Même sous les contraintes de cultures céréalières pluviales en zones semi-arides, beaucoup peut être fait pour améliorer la diversité du menu tout en augmentant les revenus. La patate douce à chair orangée à forte teneur en vitamine A (développée par notre centre CIP partenaire) peut être cultivée avec du sorgho pluvial; seulement t100 grammes par jour de cette récolte savoureuse satisfait les besoins en vitamine A des enfants en bas âge. Les potirons à chair orangée sont une autre option qui peut être plantée dans les zones plus humides du champ, de plus, ils peuvent être entreposés sur une plus longue période. .

Les légumes indigènes feuillus tels que les feuilles de Moringa provenant des arbres des zones sahéliennes ont une concentration de 50 fois plus élevée en provitamine A que le grain de millet.
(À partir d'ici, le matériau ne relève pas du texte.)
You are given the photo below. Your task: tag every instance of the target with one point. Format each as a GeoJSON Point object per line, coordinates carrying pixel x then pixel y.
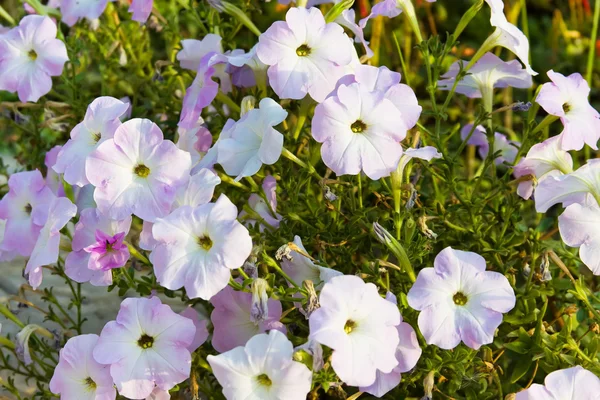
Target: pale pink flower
{"type": "Point", "coordinates": [232, 320]}
{"type": "Point", "coordinates": [78, 376]}
{"type": "Point", "coordinates": [147, 345]}
{"type": "Point", "coordinates": [99, 125]}
{"type": "Point", "coordinates": [408, 353]}
{"type": "Point", "coordinates": [305, 54]}
{"type": "Point", "coordinates": [24, 208]}
{"type": "Point", "coordinates": [79, 265]}
{"type": "Point", "coordinates": [460, 300]}
{"type": "Point", "coordinates": [567, 98]}
{"type": "Point", "coordinates": [137, 172]}
{"type": "Point", "coordinates": [359, 326]}
{"type": "Point", "coordinates": [30, 55]}
{"type": "Point", "coordinates": [543, 160]}
{"type": "Point", "coordinates": [45, 251]}
{"type": "Point", "coordinates": [141, 10]}
{"type": "Point", "coordinates": [574, 383]}
{"type": "Point", "coordinates": [262, 370]}
{"type": "Point", "coordinates": [198, 247]}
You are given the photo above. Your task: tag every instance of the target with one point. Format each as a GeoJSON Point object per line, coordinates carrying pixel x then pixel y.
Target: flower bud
{"type": "Point", "coordinates": [260, 307]}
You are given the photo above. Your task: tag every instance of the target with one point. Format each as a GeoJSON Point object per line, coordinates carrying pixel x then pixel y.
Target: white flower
{"type": "Point", "coordinates": [262, 370]}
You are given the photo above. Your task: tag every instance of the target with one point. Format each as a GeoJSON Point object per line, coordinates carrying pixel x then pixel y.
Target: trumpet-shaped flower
{"type": "Point", "coordinates": [137, 172]}
{"type": "Point", "coordinates": [543, 160]}
{"type": "Point", "coordinates": [574, 383]}
{"type": "Point", "coordinates": [460, 300]}
{"type": "Point", "coordinates": [305, 54]}
{"type": "Point", "coordinates": [78, 375]}
{"type": "Point", "coordinates": [487, 74]}
{"type": "Point", "coordinates": [267, 210]}
{"type": "Point", "coordinates": [146, 345]}
{"type": "Point", "coordinates": [579, 226]}
{"type": "Point", "coordinates": [567, 98]}
{"type": "Point", "coordinates": [232, 320]}
{"type": "Point", "coordinates": [360, 131]}
{"type": "Point", "coordinates": [79, 264]}
{"type": "Point", "coordinates": [300, 268]}
{"type": "Point", "coordinates": [262, 370]}
{"type": "Point", "coordinates": [200, 94]}
{"type": "Point", "coordinates": [251, 142]}
{"type": "Point", "coordinates": [99, 124]}
{"type": "Point", "coordinates": [45, 252]}
{"type": "Point", "coordinates": [408, 353]}
{"type": "Point", "coordinates": [30, 55]}
{"type": "Point", "coordinates": [24, 209]}
{"type": "Point", "coordinates": [199, 190]}
{"type": "Point", "coordinates": [507, 35]}
{"type": "Point", "coordinates": [141, 10]}
{"type": "Point", "coordinates": [359, 326]}
{"type": "Point", "coordinates": [197, 248]}
{"type": "Point", "coordinates": [581, 186]}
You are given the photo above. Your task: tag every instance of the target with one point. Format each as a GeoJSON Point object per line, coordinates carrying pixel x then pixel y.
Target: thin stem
{"type": "Point", "coordinates": [592, 50]}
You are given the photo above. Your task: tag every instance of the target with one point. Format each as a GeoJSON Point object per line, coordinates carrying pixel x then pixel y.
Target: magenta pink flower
{"type": "Point", "coordinates": [137, 172]}
{"type": "Point", "coordinates": [78, 375]}
{"type": "Point", "coordinates": [233, 323]}
{"type": "Point", "coordinates": [147, 345]}
{"type": "Point", "coordinates": [83, 266]}
{"type": "Point", "coordinates": [574, 383]}
{"type": "Point", "coordinates": [30, 55]}
{"type": "Point", "coordinates": [306, 55]}
{"type": "Point", "coordinates": [460, 300]}
{"type": "Point", "coordinates": [108, 252]}
{"type": "Point", "coordinates": [99, 125]}
{"type": "Point", "coordinates": [567, 98]}
{"type": "Point", "coordinates": [45, 252]}
{"type": "Point", "coordinates": [141, 10]}
{"type": "Point", "coordinates": [24, 208]}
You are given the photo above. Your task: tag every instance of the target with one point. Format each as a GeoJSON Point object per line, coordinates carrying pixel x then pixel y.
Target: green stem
{"type": "Point", "coordinates": [592, 50]}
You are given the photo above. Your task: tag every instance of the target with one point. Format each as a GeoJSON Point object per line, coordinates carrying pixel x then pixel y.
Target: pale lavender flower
{"type": "Point", "coordinates": [99, 125]}
{"type": "Point", "coordinates": [487, 74]}
{"type": "Point", "coordinates": [137, 172]}
{"type": "Point", "coordinates": [198, 247]}
{"type": "Point", "coordinates": [147, 345]}
{"type": "Point", "coordinates": [360, 130]}
{"type": "Point", "coordinates": [305, 54]}
{"type": "Point", "coordinates": [252, 141]}
{"type": "Point", "coordinates": [459, 300]}
{"type": "Point", "coordinates": [78, 375]}
{"type": "Point", "coordinates": [24, 208]}
{"type": "Point", "coordinates": [45, 251]}
{"type": "Point", "coordinates": [262, 370]}
{"type": "Point", "coordinates": [574, 383]}
{"type": "Point", "coordinates": [30, 55]}
{"type": "Point", "coordinates": [543, 160]}
{"type": "Point", "coordinates": [141, 10]}
{"type": "Point", "coordinates": [408, 353]}
{"type": "Point", "coordinates": [359, 326]}
{"type": "Point", "coordinates": [232, 320]}
{"type": "Point", "coordinates": [567, 98]}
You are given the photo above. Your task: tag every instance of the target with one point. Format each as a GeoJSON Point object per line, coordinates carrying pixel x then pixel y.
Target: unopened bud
{"type": "Point", "coordinates": [260, 301]}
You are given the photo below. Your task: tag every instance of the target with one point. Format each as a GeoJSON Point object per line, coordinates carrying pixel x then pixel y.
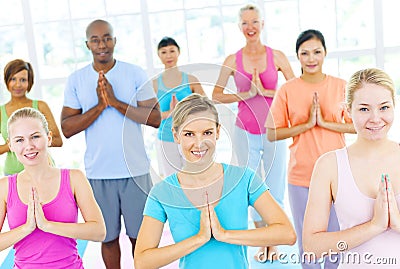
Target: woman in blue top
{"type": "Point", "coordinates": [171, 86]}
{"type": "Point", "coordinates": [206, 203]}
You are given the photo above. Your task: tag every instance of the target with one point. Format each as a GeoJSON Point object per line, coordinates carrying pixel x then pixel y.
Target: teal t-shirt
{"type": "Point", "coordinates": [167, 201]}
{"type": "Point", "coordinates": [11, 165]}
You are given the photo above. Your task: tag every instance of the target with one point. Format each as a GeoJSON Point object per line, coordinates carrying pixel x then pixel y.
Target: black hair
{"type": "Point", "coordinates": [307, 35]}
{"type": "Point", "coordinates": [167, 41]}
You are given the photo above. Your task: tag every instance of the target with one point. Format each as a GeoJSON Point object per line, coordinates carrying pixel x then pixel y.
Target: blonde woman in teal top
{"type": "Point", "coordinates": [171, 86]}
{"type": "Point", "coordinates": [206, 203]}
{"type": "Point", "coordinates": [18, 77]}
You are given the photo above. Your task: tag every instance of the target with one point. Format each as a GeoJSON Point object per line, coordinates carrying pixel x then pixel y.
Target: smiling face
{"type": "Point", "coordinates": [29, 141]}
{"type": "Point", "coordinates": [311, 55]}
{"type": "Point", "coordinates": [169, 56]}
{"type": "Point", "coordinates": [100, 42]}
{"type": "Point", "coordinates": [251, 24]}
{"type": "Point", "coordinates": [372, 111]}
{"type": "Point", "coordinates": [18, 84]}
{"type": "Point", "coordinates": [197, 137]}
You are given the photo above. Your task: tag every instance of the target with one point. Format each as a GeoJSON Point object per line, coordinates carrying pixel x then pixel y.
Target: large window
{"type": "Point", "coordinates": [51, 34]}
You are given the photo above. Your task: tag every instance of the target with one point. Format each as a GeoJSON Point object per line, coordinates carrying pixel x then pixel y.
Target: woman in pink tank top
{"type": "Point", "coordinates": [255, 70]}
{"type": "Point", "coordinates": [363, 182]}
{"type": "Point", "coordinates": [41, 202]}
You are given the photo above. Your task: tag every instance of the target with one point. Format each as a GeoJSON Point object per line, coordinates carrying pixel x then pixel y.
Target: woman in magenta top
{"type": "Point", "coordinates": [41, 202]}
{"type": "Point", "coordinates": [255, 70]}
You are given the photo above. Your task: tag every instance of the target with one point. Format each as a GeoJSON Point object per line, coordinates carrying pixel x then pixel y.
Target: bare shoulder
{"type": "Point", "coordinates": [279, 56]}
{"type": "Point", "coordinates": [230, 61]}
{"type": "Point", "coordinates": [77, 177]}
{"type": "Point", "coordinates": [3, 188]}
{"type": "Point", "coordinates": [327, 160]}
{"type": "Point", "coordinates": [42, 105]}
{"type": "Point", "coordinates": [155, 85]}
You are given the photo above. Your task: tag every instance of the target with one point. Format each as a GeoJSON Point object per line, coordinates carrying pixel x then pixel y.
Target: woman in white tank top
{"type": "Point", "coordinates": [363, 182]}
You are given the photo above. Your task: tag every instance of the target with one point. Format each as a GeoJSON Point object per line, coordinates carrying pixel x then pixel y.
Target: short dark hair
{"type": "Point", "coordinates": [307, 35]}
{"type": "Point", "coordinates": [89, 27]}
{"type": "Point", "coordinates": [15, 67]}
{"type": "Point", "coordinates": [167, 41]}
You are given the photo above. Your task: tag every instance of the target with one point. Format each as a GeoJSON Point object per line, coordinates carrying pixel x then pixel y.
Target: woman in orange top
{"type": "Point", "coordinates": [311, 110]}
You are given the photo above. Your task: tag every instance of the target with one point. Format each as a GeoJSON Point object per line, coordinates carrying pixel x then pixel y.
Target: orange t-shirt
{"type": "Point", "coordinates": [291, 107]}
D'autres espèces sauvages sont souvent sélectionnées et consommées incluant Corchorus spp., Senna obtusifolia, Hibiscus sabdariffa et Adansonia digitata. Une fois récoltées, ces cultures sont souvent une source de revenus aidant les petits producteurs à lutter contre la pauvreté tout en leur procurant des aliments nutritifs.

 

Déchets toxiques

Les aliments sains doivent également être exempts d'aflatoxine qui s’attaque à la santé humaine. Les aflatoxines sont produites par un champignon Aspergillus flavus et A. parasiticus qui infectent beaucoup de cultures au champ (souvent déclenché par la sécheresse) et également dans le stockage si elles ne sont pas gardées au sec. L'arachide, le sorgho, le maïs, les épices, les piments, les amandes et les pistaches sont fréquemment infectés. Une approche intégrée est la plus efficace pour le contrôle de l’aflatoxine, y compris des pratiques afin d’éviter la sécheresse ; les agents de contrôle biologiques; les fongicides ; les variétés résistantes ; la période de récolte et le triage afin d’enlever les grains infectés ; le séchage rapide et le stockage des grains au sec.

En plus de nuire à la santé humaine dans les pays en voie de développement, les limites strictes des pays développés sur le contenu d’aflatoxine rendent l’exportation difficile, privant ainsi les paysans des pays pauvres d’une occasion de revenu. La surveillance de la contamination par l’aflatoxine dans les aliments pour certifier la sécurité peut ouvrir des portes aux marchés d'exportation. L’ICRISAT a développé une trousse de dépistage de l’aflatoxine peu coûteuse et très précise basée sur la technologie immunoabsorbante (ELISA).

En utilisant cette trousse dans une approche intégrée vers les marchés, nous aidons un des pays les plus pauvres d'Afrique, le Malawi, à établir des marchés d'exportation avec l'union européenne. Nous avons démarré par la production d’arachide à haut rendement, résistantes aux maladies et propices à ce marché, et en travaillant avec le gouvernement et le secteur privé pour établir les circuits d’approvisionnement en semences. Ensuite, nous avons supporté l’Association des petits producteurs du Malawi(NASFAM) à inclure un protocole d'assurance qualité et de biosécurité sur sa production en utilisant la trousse de dépistage pour répondre aux normes d'exportation. Troisièmement, nous avons aidé à catalyser les liens entre la NASFAM et les importateurs spécialisés en commerce équitable afin que les producteurs membres de la NASFAM obtiennent des prix justes pour leurs produits. Cette approche intégrée de marché est maintenant répandu au Mozambique, en Tanzanie, et au Kenya..



Un réseau interrelié de biosécurité nutritionnelle, de santé humaine et de prospérité

La faim cachée et les toxines extraient un péage insidieux sur ceux qui assurent le futur : les jeunes et les jeunes mères qui les conçoivent et les nourrissent. En augmentant le contenu nutritif des aliments, en diversifiant les menus, en réduisant les risques en matière de biosécurité des aliments et en augmentant les revenus, nous pouvons aider les pauvres à pallier à la malnutrition et aux toxines qui les empêchent de se réaliser pleinement.

Ces avantages sont fondamentaux et durables, et nous semblent être particulièrement appropriés à notre aspiration afin de servir le monde par la ‘’Science au visage humain ‘’.